There’s a crunch and she’s gone as the car spins and nothing rhymes anymore.

I want to go back to seeing her face the way it was before.

Their was a bloody mist of rain where I’d fell.

Scattered raindrops of  me everywhere.

Quite poetic for a major injustice.

Six months later I’d still be on crutches.

They wanted me to sit because I couldn’t stand.

People stopped to watch.

It wasn’t funny. It wasn’t planned.

They pulled her out.

I can still hear the screeching metal.

Smell the rubber and see the flashing lights.
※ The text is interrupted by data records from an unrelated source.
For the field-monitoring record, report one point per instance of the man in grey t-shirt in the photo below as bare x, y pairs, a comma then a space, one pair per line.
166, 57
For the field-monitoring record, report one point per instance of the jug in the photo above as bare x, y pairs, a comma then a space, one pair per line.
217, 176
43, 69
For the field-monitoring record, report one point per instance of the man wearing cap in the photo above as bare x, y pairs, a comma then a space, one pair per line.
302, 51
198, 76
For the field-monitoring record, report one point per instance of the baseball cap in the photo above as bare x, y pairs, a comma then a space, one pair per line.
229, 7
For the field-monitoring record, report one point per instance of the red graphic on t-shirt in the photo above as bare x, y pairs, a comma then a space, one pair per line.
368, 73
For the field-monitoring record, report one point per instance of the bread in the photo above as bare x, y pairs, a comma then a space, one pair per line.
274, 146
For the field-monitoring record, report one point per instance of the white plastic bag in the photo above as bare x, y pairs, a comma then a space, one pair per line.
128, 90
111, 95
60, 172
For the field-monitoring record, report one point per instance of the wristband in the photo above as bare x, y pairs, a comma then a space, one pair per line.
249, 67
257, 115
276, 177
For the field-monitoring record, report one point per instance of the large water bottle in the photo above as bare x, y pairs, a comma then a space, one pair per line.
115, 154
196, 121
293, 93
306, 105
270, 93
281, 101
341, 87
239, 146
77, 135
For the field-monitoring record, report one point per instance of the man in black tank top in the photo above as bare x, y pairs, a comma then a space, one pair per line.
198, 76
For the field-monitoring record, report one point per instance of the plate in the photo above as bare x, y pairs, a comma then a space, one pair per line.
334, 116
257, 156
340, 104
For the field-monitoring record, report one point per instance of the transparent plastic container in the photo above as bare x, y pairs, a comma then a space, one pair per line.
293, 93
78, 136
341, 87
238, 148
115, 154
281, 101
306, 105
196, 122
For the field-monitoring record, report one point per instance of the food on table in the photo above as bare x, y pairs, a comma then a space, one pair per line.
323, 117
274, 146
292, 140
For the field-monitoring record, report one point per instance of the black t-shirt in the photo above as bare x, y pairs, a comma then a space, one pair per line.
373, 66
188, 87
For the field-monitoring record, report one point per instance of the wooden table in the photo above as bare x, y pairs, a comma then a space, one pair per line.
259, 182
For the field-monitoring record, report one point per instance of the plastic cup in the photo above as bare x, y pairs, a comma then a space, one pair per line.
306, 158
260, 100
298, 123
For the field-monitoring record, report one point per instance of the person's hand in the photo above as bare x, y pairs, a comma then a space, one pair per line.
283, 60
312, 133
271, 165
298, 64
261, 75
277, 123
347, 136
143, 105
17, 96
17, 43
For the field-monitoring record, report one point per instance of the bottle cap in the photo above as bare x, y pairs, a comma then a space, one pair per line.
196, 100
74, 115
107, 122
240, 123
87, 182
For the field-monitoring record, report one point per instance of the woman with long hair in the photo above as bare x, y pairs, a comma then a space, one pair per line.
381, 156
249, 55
It wasn’t quite day and it wasn’t quite night.

Therapy was offered.

I explained I wasn’t bothered by anything apart from her lack of movement,

like she’d somehow lost a light.

They told me it would pass in time,

but she still talks to me at night.

Copyright G.P WIlliamson 2017

Graphic, poems, Short poems

Tormented November

Tormented November


She rode the night like November depended on her torment.

Her pale thighs broke the darkness in rhythmic unison like shooting stars across a night sky.

The velvet shoes glistened softly in the moonlight as the lace curtain drifted softly in the cool air.

A young man’s fantasy vanished as it became a reality.

Before the dawn, the age of man was born.